PATTAYA, Thailand – Der russische Botschafter in Thailand erklärte, Moskau habe Verständnis für die Entscheidung Bangkoks, das vorübergehende 60-Tage-Programm zur visafreien Einreise für mehr als 90 Länder zu beenden und zu den ursprünglichen bilateralen Vereinbarungen zurückzukehren. Russische Touristen hätten weiterhin Anspruch auf 30 Tage visafreien Aufenthalt gemäß dem bestehenden Abkommen zwischen Russland und Thailand.
Die Erklärung erfolgte, nachdem das thailändische Kabinett die Rücknahme der erweiterten Visabefreiung beschlossen hatte, die nach der COVID-19-Pandemie zur Förderung des Tourismus eingeführt worden war. Nach dem neuen System kehrt jedes Land zu seiner ursprünglichen Visaregelung mit Thailand zurück, während die Regierung gleichzeitig eine strengere Politik nach dem Prinzip „ein Land, ein Visaprivileg“ anstrebt.
Gegenüber MGR Online erklärte der russische Botschafter S.E. Jewgeni Tomichin, die Änderung solle nicht als völlig neue Regelung betrachtet werden. Die bisherigen 60- und 90-Tage-Ausnahmen seien einseitige Maßnahmen Thailands gewesen, um die touristische Erholung zu fördern.

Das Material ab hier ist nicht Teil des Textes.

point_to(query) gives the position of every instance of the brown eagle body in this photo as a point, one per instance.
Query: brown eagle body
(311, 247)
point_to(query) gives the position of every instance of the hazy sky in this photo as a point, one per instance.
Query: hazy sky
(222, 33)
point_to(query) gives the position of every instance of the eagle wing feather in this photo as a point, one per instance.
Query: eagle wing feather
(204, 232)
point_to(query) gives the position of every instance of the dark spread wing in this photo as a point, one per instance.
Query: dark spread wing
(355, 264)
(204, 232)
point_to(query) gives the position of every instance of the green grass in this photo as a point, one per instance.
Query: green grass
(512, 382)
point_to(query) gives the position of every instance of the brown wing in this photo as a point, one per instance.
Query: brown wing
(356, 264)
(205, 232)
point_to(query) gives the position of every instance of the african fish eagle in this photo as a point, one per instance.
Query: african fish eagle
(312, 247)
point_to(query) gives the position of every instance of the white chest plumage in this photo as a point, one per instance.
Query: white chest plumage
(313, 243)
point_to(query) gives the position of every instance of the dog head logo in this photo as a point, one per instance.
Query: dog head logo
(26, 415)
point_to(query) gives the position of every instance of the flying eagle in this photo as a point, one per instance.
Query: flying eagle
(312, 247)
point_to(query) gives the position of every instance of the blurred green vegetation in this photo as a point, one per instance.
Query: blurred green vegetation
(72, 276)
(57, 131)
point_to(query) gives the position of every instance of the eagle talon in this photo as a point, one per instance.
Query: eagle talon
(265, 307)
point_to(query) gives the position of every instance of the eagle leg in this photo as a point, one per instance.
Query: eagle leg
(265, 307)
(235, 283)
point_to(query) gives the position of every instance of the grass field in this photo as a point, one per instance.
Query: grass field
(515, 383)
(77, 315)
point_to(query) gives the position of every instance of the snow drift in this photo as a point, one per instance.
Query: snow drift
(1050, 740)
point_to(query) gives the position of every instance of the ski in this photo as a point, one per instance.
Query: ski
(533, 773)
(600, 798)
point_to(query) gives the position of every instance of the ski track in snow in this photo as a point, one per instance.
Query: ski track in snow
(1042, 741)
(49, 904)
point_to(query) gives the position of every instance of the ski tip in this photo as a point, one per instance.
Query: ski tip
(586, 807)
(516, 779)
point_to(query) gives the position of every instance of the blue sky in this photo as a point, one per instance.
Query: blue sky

„Wir haben den russischen Behörden und russischen Staatsbürgern erklärt, dass dies keine neue Regel ist“, sagte Tomichin. „Das ursprüngliche bilaterale Abkommen zwischen Russland und Thailand erlaubt seit jeher 30 Tage visafreien Aufenthalt, und dieses Abkommen bleibt weiterhin gültig.“
Russland war im vergangenen Jahr die viertgrößte Quelle ausländischer Touristen in Thailand, mit nahezu 1,9 Millionen russischen Besuchern im Jahr 2025. Allein in den ersten vier Monaten des Jahres 2026 reisten mehr als 863.000 Russen nach Thailand ein, womit Russland den dritten Platz unter den internationalen Besuchermärkten belegte.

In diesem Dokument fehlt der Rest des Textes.